Thank you for this post! I won’t be using TE anymore in the foreseeable future.

It’s such a shame, TE was a great idea in theory. The ridiculous entry fees were one thing, but I never knew the devs were onto some shady stuff too.


----------



## Llunavale (Apr 25, 2020)

Please be aware the only thing we as players should be weary of is how TE access player data in order to determine whether or not we're online or whether an island is online at all. This has been a particular concern of mine since finding out about the service - to my best knowledge, Nintendo don't offer any sort of API or feed that developers can use to determine if an island is online and who is on it, which means it's likely to be reverse engineered and in that case does, without question, directly violate the Nintendo ToS.



Spoiler: Regarding the other complaints about the service...



A lot of the other concerns (like the Patreon - which isn't just for TE, it's for a previously-established podcast and has probably received money for longer than TE has existed) are personal opinions on the matter and should not take precedence over the real issue here. Players being scammed - it sucks, but that's not necessarily a fault of TE. I've seen threads even on this forum of people who have ran into people who scam, charge a lot for entry or ruin aspects of their town. That can happen anywhere.


----------



## Khaelis (Apr 25, 2020)

The first time (and only time) I used the site, I felt incredibly off. The reddit post and twitter thread basically confirmed my gut feeling of why I was feeling off. 

The site isn't just a normal queue, its definitely doing some off-site stuff and accessing things it shouldn't.


----------



## thegunpowderincident (Apr 25, 2020)

I used turnip exchange once, and it was a negative experience. The site feels sketchy, and I wouldn’t mind seeing it lose its popularity, including being banned on TBT. The TOS concerns are pretty unsettling too.. I hope it won’t cause issues with the Nintendo Switch Online accounts of anyone who used turnip exchange (including myself).


----------



## ElliotAdoresYou (Apr 25, 2020)

yeah it’s pretty sketchy, I’ve hosted on there once and I got kicked out of my own island. I have no idea how, it just sent me back to the homepage and there’s no way to get back in as a host. I felt bad for everyone in my queue but I couldn’t do anything about it, it sucked


----------



## daisyy (Apr 25, 2020)

very interested to see a response on this from staff... i'm honestly not sure who to believe at this point as each side is painting the other side poorly. the stalk market has great points but also stands to benefit with their own discord service and it's hard to tell if this is just blown up drama or something to be really concerned about using?


----------



## Llunavale (Apr 25, 2020)

daisyy said:


> very interested to see a response on this from staff... i'm honestly not sure who to believe at this point as each side is painting the other side poorly. the stalk market has great points but also stands to benefit with their own discord service and it's hard to tell if this is just blown up drama or something to be really concerned about using?

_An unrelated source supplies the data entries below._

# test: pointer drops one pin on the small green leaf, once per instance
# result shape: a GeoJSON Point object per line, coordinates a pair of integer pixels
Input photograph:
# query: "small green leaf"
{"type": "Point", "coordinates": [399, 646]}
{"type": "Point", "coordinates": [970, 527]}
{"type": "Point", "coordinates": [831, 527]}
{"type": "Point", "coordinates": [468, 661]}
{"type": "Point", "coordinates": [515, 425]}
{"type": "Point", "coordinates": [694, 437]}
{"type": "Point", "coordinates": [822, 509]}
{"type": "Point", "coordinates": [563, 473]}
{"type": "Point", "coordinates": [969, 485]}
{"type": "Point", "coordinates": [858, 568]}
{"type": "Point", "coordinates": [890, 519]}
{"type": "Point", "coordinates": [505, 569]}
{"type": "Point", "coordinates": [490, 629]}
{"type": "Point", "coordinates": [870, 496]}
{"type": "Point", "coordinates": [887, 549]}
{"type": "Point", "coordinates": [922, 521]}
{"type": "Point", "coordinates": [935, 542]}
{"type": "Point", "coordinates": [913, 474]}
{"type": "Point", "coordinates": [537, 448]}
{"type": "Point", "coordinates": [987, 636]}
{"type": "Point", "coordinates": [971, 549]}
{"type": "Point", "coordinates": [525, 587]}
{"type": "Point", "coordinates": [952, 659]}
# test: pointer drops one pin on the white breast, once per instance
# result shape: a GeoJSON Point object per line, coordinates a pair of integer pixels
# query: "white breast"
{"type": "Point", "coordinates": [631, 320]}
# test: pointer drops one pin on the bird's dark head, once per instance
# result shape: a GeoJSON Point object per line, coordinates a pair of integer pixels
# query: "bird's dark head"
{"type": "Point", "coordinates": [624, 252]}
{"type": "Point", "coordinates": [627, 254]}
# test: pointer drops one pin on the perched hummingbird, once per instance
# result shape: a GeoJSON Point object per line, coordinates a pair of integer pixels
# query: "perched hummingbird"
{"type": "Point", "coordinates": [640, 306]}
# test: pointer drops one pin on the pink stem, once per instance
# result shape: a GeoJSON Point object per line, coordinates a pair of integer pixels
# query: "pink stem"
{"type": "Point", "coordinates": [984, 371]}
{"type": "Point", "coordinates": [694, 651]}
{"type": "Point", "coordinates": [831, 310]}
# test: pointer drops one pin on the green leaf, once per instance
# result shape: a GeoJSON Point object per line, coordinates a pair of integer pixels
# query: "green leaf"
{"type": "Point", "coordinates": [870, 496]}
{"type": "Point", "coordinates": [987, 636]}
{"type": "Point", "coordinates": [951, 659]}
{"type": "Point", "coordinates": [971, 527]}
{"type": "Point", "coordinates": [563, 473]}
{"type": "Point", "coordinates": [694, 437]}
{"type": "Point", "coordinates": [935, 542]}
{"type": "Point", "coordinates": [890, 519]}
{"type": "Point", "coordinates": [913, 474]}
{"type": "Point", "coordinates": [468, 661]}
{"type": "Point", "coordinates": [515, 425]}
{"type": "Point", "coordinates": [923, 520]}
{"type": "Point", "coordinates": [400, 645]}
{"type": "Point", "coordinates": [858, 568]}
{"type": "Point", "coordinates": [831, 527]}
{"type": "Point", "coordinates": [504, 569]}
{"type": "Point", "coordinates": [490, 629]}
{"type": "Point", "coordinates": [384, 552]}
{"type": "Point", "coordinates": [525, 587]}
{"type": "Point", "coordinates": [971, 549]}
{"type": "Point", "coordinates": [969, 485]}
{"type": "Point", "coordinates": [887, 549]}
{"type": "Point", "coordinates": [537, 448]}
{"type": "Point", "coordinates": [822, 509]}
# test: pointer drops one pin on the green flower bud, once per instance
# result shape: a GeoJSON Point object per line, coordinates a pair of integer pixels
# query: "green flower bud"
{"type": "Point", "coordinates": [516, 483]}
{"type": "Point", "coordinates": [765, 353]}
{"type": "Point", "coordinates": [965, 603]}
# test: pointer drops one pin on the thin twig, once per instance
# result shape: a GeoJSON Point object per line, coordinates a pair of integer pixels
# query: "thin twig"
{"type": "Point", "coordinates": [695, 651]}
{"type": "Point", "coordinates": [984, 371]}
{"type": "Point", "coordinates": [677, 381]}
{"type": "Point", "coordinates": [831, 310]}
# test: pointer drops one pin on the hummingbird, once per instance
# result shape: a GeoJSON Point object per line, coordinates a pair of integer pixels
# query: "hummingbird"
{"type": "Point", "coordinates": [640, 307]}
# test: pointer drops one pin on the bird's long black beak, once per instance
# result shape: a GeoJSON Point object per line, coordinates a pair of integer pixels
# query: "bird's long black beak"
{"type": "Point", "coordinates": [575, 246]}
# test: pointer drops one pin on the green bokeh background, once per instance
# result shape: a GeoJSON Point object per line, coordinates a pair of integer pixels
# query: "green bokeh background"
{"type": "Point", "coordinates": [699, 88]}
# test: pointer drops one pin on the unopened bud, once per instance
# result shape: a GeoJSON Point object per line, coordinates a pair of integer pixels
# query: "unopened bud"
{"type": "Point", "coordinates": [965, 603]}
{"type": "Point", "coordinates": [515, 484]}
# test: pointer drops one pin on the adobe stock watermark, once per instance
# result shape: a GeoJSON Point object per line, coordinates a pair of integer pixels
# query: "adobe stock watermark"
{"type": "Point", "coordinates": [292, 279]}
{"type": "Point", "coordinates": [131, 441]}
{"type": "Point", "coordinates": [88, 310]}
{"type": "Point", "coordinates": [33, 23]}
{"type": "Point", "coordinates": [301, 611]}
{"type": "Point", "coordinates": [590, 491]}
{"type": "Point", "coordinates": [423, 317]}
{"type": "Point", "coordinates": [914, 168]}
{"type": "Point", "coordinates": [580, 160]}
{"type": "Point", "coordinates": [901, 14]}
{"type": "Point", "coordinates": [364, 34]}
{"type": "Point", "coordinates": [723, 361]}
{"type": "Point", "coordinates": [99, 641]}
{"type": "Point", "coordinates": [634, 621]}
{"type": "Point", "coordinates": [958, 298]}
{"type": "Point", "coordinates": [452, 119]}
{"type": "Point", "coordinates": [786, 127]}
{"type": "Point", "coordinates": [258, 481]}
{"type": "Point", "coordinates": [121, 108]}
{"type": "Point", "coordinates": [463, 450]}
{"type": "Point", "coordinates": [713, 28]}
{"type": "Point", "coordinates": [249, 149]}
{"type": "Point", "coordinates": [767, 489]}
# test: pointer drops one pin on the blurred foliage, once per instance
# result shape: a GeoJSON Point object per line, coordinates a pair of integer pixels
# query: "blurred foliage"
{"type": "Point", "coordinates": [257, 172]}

This isn't really a popularity contest, it's a much more complex issue than just who stands to benefit from whose downfall. At the end of the day, if the method TE use to get information about an online island is reverse engineered or some otherwise illegitimate way of getting data from the game, it's violating Nintendo's ToS and EULA and is essentially illegal. That doesn't necessarily mean players will be punished (though who knows, right? They could issue bans to accounts willingly using a service that violates ToS - we don't know yet), it'll be TE that are punished and very likely hit with a cease and desist.

At the end of the day, it's surely a better bet to just avoid the possibility of it biting you later. I think it should be disallowed on these forums - not necessarily out of a need to control people's trading habits, simply to protect them from any wrongdoing that may come their way because of it.


----------



## enjucityblues (Apr 25, 2020)

I got scammed almost right away and lost my liking for it completely...it's a shame because there are some really kind, legit people using it but they seem far and few between.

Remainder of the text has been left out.